I wasn’t eligible to vote in the 2008 election. My school had held mock elections since elementary, and I wanted to vote in a real election. But this year, even as a history major, I’m not going to vote. Go ahead and call me un-American.
I cannot walk by the library without passing by the Obama campaign table or walk by Centennial without passing by the Romney table.
I have been asked numerous times by both sides if I’m registered to vote. I am registered – which I told them – but I don’t see how it’s anyone’s business.
I realize both sides are trying to get students to vote in general, but how will hounding a student about voting registration help that cause?
It seems to me that it’ll just annoy the student to no end, as it did to me, and maybe even result in his or her decision to not vote.
If you tell one of the campaigners you’re not going to vote because you don’t agree with either of the candidates’ stances, the campaigner reminds you that there are other candidates besides Obama and Romney. If you say you don’t agree with any of them, you better leave quickly.
I have an unpopular opinion; I agree with Romney on some things and Obama on others. If I don’t agree fully with either of them, though, I don’t see the point in voting.
Why should it matter if you’ll vote or not or whom you decide to vote for? Isn’t the American vote supposed to be a secret ballot?

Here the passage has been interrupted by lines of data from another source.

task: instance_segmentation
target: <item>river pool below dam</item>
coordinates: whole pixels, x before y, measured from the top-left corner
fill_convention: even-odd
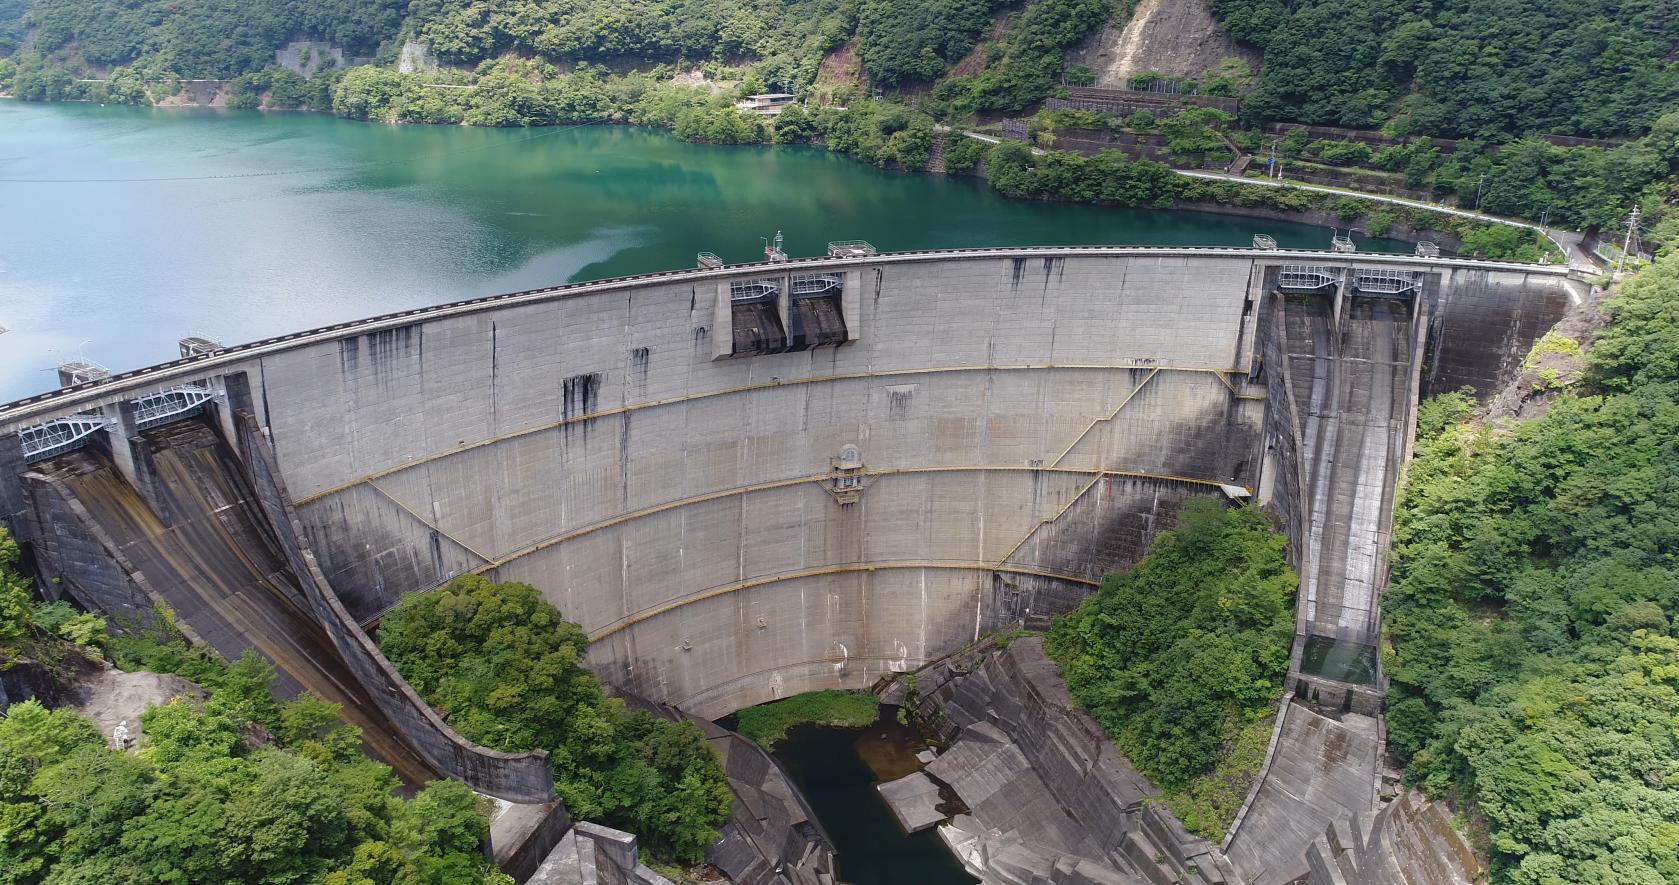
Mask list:
[[[1328,230],[1010,200],[813,147],[626,126],[386,126],[322,114],[0,101],[0,401],[78,358],[125,370],[469,296],[795,256],[1148,244],[1324,248]],[[1368,249],[1409,251],[1392,241]]]
[[[905,834],[875,786],[921,770],[926,742],[898,710],[862,728],[795,725],[773,753],[833,840],[845,885],[975,885],[938,828]],[[734,717],[719,724],[733,728]]]

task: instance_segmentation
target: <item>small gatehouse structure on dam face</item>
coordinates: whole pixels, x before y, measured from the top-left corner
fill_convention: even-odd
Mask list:
[[[533,584],[605,681],[714,718],[1042,625],[1184,501],[1237,497],[1283,521],[1302,576],[1291,691],[1374,714],[1414,405],[1490,391],[1584,289],[1558,267],[1134,247],[574,284],[183,348],[0,406],[0,522],[46,586],[119,620],[192,584],[206,626],[183,623],[224,650],[268,653],[214,598],[243,578],[141,553],[186,526],[199,554],[266,545],[274,598],[321,631],[368,727],[526,801],[545,762],[454,737],[363,632],[403,593]],[[232,528],[204,515],[232,504]],[[1244,873],[1322,834],[1266,830],[1237,858],[1305,795],[1256,791],[1227,844]]]

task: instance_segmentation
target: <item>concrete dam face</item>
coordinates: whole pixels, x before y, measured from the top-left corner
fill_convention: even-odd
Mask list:
[[[1357,640],[1412,403],[1489,389],[1577,285],[1561,268],[1140,248],[579,284],[0,407],[0,516],[66,592],[140,612],[144,569],[96,561],[122,531],[52,474],[104,459],[167,510],[148,428],[201,422],[246,465],[234,497],[271,519],[308,585],[299,609],[337,619],[358,676],[390,681],[357,625],[481,573],[540,588],[607,682],[704,717],[1042,624],[1202,495],[1276,508],[1301,632]],[[157,405],[171,392],[176,412]],[[400,706],[392,685],[367,691]],[[450,771],[461,752],[422,755]]]

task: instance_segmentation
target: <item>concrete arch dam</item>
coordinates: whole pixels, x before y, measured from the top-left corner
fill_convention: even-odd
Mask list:
[[[1303,574],[1329,563],[1302,633],[1367,636],[1376,584],[1340,588],[1379,582],[1411,403],[1490,389],[1579,288],[1561,268],[1120,247],[577,284],[0,407],[0,513],[62,571],[19,434],[94,416],[143,489],[133,404],[191,383],[212,394],[197,420],[273,462],[289,498],[268,510],[348,620],[461,574],[526,581],[604,679],[701,716],[1065,610],[1200,495],[1278,508]]]

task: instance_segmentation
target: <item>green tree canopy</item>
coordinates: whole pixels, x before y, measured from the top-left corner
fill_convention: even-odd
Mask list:
[[[1276,703],[1299,583],[1284,545],[1257,511],[1192,501],[1148,556],[1050,630],[1074,700],[1168,791]]]
[[[698,861],[733,801],[699,730],[608,698],[583,667],[588,637],[529,584],[467,576],[403,597],[379,647],[469,740],[545,749],[572,816]]]
[[[995,0],[862,0],[857,57],[874,82],[931,80],[967,55]]]
[[[1636,134],[1679,101],[1661,0],[1210,0],[1265,52],[1244,112],[1506,140]]]
[[[1389,746],[1495,882],[1679,882],[1679,258],[1609,310],[1596,389],[1425,404],[1395,523]]]
[[[0,719],[0,883],[511,881],[478,851],[489,825],[471,790],[442,781],[395,797],[390,769],[328,717],[337,708],[312,699],[281,705],[283,720],[312,723],[304,742],[337,748],[298,753],[253,745],[231,705],[177,699],[141,715],[145,742],[129,753],[74,712],[12,705]]]

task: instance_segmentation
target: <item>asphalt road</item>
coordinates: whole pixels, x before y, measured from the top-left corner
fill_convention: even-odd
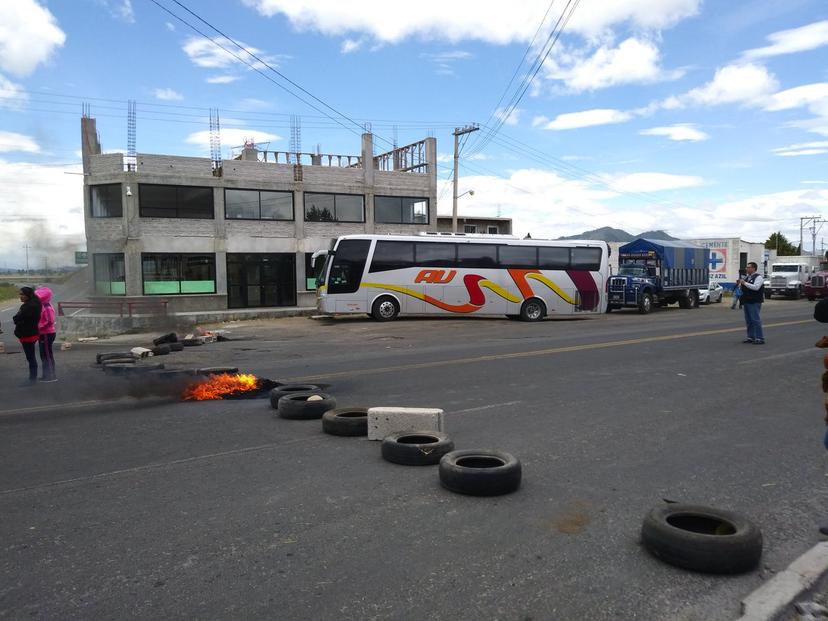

Yet, according to The New York Times, 33 states have passed photo identification laws. Five of them – Georgia, Indiana, Kansas, Pennsylvania and Tennessee – require photo identification prior to voting.
Both South Carolina and Texas have attempted to pass laws requiring photo identification. The Justice Department blocked both states from passing the law, stating in both cases that passing the law would disproportionately suppress turnout among eligible voters in minority groups.
Texas took the Obama administration to federal court and was blocked again, while South Carolina, which asked a federal court to approve the law, is awaiting a the verdict predicted to come before November.
An article on The Atlantic goes as far as to suggest abolishing the secret ballot, saying that nonvoters are more likely to vote if neighbors are sent evidence of their apathy.
Is that what’s going on at these campaign tables? Is our right to a secret ballot being slowly eliminated? After all, I can’t say I’m not voting without being judged, but I expect I’d be judged about voting even if I wasn’t at the Obama campaign table or if the secret ballot wasn’t being questioned.
I’m sure some people will say I don’t have a right to complain since I’m not voting. But maybe I would vote if I wasn’t constantly asked whether I was registered.
There are some things I think should be kept secret. A person’s voting choices should only be shared if he or she wants to share them.